A trip down Leisure Wheels lane

If memory serves me right…

 

Contributing Deputy Editor, Danie Botha, takes a trip down Leisure Wheels memory lane – 100 issues is a lifetime!

 

I’ve been lucky enough to have been involved with Leisure Wheels since the first issue, 14 years ago. The magazine is dear to me for a variety of reasons, and I’m privileged to be still involved today.
We’ve had countless adventures over the years. From washing a car in a river in minus very-too-much temperatures, taking turns to defreeze our hands in front of the car’s air vents while the other person did the washing, to being hijacked in Mozambique. From getting horribly stuck on the Makgadikgadi pans to experiencing the splendour of the Namib Desert.
Yep, it’s been an amazing, 100-issue ride!
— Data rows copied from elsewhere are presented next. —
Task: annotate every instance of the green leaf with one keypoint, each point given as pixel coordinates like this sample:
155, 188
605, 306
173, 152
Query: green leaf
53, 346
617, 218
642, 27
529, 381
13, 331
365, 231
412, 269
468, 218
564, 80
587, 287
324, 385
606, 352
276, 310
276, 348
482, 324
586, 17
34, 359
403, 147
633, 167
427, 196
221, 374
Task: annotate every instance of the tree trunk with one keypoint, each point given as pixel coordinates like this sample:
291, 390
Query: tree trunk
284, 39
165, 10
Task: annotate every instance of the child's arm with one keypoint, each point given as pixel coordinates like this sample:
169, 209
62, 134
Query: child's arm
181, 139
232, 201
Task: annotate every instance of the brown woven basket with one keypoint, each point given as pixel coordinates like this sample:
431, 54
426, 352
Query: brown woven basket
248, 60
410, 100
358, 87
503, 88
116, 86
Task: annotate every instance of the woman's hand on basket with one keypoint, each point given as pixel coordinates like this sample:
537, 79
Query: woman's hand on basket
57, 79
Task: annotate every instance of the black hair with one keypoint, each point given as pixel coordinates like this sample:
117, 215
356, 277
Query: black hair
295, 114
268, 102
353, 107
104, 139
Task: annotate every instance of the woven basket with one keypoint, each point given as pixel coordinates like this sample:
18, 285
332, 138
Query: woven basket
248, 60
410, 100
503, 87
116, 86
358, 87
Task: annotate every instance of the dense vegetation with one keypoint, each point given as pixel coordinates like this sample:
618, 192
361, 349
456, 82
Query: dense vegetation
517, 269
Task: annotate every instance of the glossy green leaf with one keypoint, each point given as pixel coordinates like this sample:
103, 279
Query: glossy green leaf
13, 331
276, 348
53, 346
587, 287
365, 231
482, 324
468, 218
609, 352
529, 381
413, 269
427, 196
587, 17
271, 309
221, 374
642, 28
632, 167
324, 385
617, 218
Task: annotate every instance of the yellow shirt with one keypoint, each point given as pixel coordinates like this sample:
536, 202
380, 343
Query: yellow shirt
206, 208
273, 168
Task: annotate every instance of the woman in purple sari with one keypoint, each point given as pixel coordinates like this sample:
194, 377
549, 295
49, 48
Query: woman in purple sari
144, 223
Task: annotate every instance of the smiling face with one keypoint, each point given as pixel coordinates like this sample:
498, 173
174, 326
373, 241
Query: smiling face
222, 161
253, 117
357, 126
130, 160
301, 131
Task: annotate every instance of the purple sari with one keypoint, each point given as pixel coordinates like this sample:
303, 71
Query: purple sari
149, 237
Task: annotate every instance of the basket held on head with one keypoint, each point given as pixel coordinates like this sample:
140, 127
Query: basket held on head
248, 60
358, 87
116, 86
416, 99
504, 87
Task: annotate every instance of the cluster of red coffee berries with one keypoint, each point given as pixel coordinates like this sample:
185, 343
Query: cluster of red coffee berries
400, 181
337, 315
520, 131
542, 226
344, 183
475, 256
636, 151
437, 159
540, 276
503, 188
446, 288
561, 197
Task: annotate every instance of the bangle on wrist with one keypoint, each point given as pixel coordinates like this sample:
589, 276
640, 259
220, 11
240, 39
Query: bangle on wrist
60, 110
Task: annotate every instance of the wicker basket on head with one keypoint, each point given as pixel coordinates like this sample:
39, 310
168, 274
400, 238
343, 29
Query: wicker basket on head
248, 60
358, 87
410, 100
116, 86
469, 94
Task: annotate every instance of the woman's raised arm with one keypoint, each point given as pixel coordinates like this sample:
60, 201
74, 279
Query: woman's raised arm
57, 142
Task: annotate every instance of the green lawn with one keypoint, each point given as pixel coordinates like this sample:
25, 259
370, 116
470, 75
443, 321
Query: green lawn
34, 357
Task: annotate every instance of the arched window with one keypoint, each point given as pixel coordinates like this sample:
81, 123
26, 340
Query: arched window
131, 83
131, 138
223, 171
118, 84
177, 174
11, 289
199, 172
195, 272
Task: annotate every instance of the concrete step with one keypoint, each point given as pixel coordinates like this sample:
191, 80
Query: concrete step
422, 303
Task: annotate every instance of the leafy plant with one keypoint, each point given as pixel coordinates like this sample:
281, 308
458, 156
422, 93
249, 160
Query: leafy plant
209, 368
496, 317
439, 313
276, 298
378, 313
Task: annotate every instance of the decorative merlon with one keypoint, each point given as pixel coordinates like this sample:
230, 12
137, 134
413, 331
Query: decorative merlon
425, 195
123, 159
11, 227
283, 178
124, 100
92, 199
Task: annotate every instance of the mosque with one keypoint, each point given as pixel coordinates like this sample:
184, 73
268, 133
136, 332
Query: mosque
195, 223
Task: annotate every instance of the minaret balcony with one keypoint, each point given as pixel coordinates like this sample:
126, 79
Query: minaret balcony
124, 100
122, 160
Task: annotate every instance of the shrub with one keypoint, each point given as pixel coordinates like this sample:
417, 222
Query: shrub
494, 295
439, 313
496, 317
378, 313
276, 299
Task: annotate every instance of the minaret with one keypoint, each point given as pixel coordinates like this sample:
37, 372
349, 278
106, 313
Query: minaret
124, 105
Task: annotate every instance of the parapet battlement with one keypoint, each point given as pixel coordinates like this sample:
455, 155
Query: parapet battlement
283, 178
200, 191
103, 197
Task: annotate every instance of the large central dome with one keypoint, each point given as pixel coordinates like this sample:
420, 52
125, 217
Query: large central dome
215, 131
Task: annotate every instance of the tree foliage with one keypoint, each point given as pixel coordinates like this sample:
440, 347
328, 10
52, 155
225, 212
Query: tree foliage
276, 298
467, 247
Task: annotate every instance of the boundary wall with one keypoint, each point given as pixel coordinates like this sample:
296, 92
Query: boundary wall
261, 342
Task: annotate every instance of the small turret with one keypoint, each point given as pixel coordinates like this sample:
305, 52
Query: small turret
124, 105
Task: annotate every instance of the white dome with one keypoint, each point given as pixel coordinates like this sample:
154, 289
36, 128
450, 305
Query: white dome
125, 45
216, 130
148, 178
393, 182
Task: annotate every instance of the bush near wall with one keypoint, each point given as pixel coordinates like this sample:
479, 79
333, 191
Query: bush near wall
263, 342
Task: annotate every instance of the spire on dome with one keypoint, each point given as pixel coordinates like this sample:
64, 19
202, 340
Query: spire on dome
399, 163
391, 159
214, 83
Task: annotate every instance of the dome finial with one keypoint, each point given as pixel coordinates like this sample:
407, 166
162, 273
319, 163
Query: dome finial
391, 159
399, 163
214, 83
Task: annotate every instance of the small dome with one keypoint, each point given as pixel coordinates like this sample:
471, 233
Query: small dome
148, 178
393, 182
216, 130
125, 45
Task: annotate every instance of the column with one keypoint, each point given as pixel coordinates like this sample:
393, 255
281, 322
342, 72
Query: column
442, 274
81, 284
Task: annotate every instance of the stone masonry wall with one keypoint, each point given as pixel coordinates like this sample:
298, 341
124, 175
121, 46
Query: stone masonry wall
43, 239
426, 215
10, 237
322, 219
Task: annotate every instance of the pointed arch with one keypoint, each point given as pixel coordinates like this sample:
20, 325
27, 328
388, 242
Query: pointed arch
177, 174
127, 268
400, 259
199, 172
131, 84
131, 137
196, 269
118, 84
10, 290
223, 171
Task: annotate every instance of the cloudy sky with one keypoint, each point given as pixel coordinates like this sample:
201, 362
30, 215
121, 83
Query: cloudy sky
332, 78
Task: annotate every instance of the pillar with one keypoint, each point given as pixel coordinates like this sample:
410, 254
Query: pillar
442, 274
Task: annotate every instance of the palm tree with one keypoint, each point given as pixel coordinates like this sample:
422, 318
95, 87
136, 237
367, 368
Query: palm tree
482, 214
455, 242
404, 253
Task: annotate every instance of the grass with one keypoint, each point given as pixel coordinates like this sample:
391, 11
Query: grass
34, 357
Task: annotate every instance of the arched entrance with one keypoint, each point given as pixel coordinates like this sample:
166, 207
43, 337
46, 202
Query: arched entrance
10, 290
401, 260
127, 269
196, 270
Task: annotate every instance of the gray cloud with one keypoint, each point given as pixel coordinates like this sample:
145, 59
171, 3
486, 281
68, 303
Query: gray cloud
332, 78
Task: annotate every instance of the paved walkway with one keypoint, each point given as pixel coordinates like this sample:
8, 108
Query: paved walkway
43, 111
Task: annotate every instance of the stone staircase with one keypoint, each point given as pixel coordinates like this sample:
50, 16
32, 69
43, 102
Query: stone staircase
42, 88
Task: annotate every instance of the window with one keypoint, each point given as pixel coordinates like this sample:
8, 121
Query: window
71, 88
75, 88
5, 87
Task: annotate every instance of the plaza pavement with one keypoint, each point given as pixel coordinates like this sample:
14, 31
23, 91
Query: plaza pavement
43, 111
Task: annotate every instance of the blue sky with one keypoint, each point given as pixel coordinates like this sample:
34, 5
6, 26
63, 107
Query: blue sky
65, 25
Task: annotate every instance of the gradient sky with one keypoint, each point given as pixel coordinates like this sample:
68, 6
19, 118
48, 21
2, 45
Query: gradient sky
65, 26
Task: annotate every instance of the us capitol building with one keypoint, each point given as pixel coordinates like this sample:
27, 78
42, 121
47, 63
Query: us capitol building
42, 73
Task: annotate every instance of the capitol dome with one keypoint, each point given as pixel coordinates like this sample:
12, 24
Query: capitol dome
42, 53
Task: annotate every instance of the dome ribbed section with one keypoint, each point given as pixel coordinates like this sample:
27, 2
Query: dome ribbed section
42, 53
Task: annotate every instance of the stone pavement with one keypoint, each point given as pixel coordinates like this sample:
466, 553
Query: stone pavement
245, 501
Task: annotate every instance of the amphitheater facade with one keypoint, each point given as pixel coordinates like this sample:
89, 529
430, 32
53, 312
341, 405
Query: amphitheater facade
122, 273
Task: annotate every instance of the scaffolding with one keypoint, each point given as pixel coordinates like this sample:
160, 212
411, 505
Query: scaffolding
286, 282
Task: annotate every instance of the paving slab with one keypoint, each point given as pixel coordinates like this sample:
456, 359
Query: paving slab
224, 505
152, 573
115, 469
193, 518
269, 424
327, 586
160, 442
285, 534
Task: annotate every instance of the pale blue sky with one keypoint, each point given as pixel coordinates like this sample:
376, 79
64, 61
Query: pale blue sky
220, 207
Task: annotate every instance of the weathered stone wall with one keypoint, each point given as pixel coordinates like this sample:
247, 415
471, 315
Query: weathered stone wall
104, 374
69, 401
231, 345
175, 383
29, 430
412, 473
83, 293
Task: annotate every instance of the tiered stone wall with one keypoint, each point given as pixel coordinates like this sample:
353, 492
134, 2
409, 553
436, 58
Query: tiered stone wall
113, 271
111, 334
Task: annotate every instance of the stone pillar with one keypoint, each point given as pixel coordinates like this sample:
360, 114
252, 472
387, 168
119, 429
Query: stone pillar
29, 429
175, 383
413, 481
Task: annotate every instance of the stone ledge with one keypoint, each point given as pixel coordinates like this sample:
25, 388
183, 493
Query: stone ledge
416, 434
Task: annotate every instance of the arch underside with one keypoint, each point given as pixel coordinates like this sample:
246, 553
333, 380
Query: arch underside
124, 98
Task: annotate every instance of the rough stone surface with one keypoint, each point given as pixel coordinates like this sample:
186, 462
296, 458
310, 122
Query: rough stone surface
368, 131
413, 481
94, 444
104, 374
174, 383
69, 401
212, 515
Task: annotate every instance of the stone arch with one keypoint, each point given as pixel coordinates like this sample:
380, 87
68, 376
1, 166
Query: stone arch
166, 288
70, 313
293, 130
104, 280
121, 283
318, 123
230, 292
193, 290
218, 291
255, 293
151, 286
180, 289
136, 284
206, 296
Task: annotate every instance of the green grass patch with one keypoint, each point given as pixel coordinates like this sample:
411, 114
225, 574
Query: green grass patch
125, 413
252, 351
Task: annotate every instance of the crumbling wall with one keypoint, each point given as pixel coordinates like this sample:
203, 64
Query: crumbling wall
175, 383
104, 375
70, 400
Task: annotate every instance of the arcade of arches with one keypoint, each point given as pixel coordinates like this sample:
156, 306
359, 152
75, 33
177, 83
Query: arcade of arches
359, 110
There are many memories – but here are a few from the early days.
It was 1998. We took a new Isuzu Trooper to Mpumalanga and the historical Botshabelo settlement, near Middelburg. This shoot was memorable for two reasons. Firstly, Jannie Herbst asked me to bring along a pretty girl for the photos. I invited a friend of a friend along. This friend and I eventually got married in 2001. And we still are married, with two kids in tow.
Then there were the stuffed birds, which we got from the Transvaal Museum in Pretoria. These birds came “alive” in Jannie’s cleverly worked out photographs. One particular photo featured an owl swooping down on a poor, unsuspecting field mouse, perched perfectly in the Isuzu’s headlights.
Many people asked how we managed to get this once-in-a-lifetime picture. With great drama, I told them that I had firstly set forth and caught the field mouse. Then we set up an ambush in an area where we knew an old owl was lurking. I delicately tied a string to the mouse’s rear leg, and positioned it in front of the Isuzu.
And so we waited. Hours went by. Our models smiled, locked in position. The mouse was handled brilliantly by the “mouseketeer” (me). And then the owl came, at 2:16am the next morning! Jannie was ready with his camera and… snap, snap! The perfect photograph was taken.
Okay, so I did own up that the mouse and the owl were of the stuffed variety, but it was fun while the ruse lasted!
We used to take a lot of photographs at a 4×4 track in Midrand. Although we had a few close calls at a rather intimidating water crossing at this track (please note, a Kia Sportage can actually float!), one particular photograph landed us in, well… hot water.
Nissan SA had just launched the Terrano 4×4, and we took it to this track for action photos. But action photos are action photos – we were looking for something special. Something… wow! That’s when we decided to see if we could get all four wheels in the air, for a spectacular shot.
We located the perfect launch site, and I lined up the Nissan. My first attempt yielded only one wheel off the ground.
So I attacked the launch “pad” again, with more vigour… and that Nissan flew! The photo was indeed spectacular!

 

When the folks at Nissan SA saw the picture they were not particularly pleased. In fact, they were rather cheesed off because they had finally figured out why that Terrano’s wheel alignment was messed up. Sorry guys!
Another memory concerns a Toyota RAV4 and the Tiffendell Ski resort. We took the RAV and two lovely models there to photograph the Toyota in the snow. Unfortunately, there was just a tiny bit of snow at the very top of the Drakensberg peaks. We had to get to that snow. So clearly I had to drive this two-litre softroader with an automatic gearbox up the side of a very steep mountain. Errr… right.
Thanks to the combination of high altitude and the auto gearbox, the little RAV4 wasn’t particularly keen on this exercise. At one stage I had to go down a slope a bit (at a very hairy angle) to build up speed, and then turn up the slope (at a very hairy angle) and keep the accelerator planted. This was rather stressful.
The RAV4 would eventually just run out of steam, coming to a stop at a 50 degree angle, facing upwards, with the engine aimlessly revving at around 4000 r/min.
After several attempts had yielded exactly the same result, we moved on to plan B. This entailed recruiting Tiffendell’s big tractor. We used a chain to connect the tractor, which was stationed at the top of this mountain, to the RAV4. I was behind the Toyota’s steering wheel as the tractor dragged it up the slope, and all the way to the snow!
In theory, this was just grand. In reality, the only thing that prevented the RAV4 from hurtling down that mountain and being utterly destroyed was the chain!
In the end we got the photo and Jannie even added some more snow back at the office, and some Swiss Alps for the background, just for the atmosphere, you understand.